I of course responded I find this "not normal" as this only occurs since this version and it also occurs 6 times in 2 minutes. And it shouldn't be a warning.

 

hi guys, glad to see the end of these issues. Just a note that we have had this agent version since Monday morning: 1.0.5555.1010. In the connection logs for a user it has a little more detail, calling it "SessionHostAgentVersion 1.0.5555.1010_hotfixProdR1" which I find interesting.

Not sure if anyone else has this version. Either way it seems stable.
Nothing in the KB about it, but that seems normal to be out of date.
https://learn.microsoft.com/en-us/azure/virtual-desktop/whats-new-agent
Hi Paul, how strange... This is the one we are seeing through the AVD deep insights workbook, we don't see that suffix in the AVD session hosts overview: 1.0.5555.1008_hotfixProdR1

@KristofH Yes I witnessed it being installed on Monday morning.
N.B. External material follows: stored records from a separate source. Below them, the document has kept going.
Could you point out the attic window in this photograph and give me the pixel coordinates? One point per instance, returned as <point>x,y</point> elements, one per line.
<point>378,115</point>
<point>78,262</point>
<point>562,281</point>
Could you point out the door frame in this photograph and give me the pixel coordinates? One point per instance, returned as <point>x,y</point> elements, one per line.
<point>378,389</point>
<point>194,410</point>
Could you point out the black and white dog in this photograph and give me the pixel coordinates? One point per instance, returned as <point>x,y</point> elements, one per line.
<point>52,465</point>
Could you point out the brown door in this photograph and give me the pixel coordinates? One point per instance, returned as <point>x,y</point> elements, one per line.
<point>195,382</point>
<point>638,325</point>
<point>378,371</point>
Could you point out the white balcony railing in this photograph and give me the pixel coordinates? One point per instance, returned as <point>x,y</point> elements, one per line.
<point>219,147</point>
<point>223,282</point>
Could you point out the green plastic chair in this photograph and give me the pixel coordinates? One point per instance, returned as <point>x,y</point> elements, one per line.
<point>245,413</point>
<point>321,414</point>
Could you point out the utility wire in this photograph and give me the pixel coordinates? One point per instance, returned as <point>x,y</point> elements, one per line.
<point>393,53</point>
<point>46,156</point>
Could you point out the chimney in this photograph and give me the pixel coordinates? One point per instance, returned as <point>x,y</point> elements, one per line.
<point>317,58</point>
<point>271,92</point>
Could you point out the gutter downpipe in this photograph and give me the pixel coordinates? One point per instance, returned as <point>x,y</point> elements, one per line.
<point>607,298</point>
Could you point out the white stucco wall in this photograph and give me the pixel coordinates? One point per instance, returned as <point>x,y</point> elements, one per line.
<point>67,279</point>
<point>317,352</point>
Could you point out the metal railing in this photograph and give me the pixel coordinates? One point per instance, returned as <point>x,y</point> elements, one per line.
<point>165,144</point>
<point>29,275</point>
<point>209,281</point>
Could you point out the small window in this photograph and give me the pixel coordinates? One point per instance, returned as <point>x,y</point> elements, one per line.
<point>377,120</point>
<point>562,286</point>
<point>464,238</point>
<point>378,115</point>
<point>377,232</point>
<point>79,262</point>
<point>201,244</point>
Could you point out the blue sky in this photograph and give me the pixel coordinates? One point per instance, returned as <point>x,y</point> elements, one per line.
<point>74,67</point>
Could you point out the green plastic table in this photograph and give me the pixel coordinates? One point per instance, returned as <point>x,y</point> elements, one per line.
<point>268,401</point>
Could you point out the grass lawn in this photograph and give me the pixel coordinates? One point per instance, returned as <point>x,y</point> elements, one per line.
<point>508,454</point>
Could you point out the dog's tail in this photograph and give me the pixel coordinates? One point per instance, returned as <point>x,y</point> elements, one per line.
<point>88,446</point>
We are in Aus East and have no scheduled updated configured.

 

 

Hi, same problem today again. 2 out of 5 Session Hosts went unvailable. I have already created a MS Ticket a month ago, on the first time of the issue. Microsoft said this is not a global problem. This should be the solution they said:

- Remove the session host from the host pool
- Generate a new registration key for the VM
- Reinstall the agent and boot loader
- Restart Session Hosts

I have done all this steps one month ago. But now same problem...

Anyone got a other idea?

Greets Mario

@mariolener , I am also seeing this event in my logs. I had to restart our VDI instance for a user who was seeing issues, but at the expense of the others who weren't (it's a shared instance).  We're using Sophos endpoint instead of Defender, though I'm sure some of the process is still present, even if AV duty has been handed off. 

We have not seen this issue arise again yet (AVD in Aus East, Meta data in East US)

 

note: our SH agent versions is now listed as: 1.0.5739.9800, as normal there in nothing in the whats new KB about it so no idea if this has any fixes/includes new issue What's new in the Azure Virtual Desktop Agent? - Azure | Microsoft Learn

 

Agent appears to have been updated sometime this week.

We do not have the issue again so far.
Our session hosts (in North+West Europe, UK West ) are all 1.0.5555.1010 and now getting auto upgraded to 1.0.5739.9800. Probably in Feb 2023 this will be mentioned in the release notes. :(

@tomdw We have the same problem on AVD agent: v1.0.5739.9800 that started today. 

We are running everything in the North Europe region. We have submitted a ticket with MS.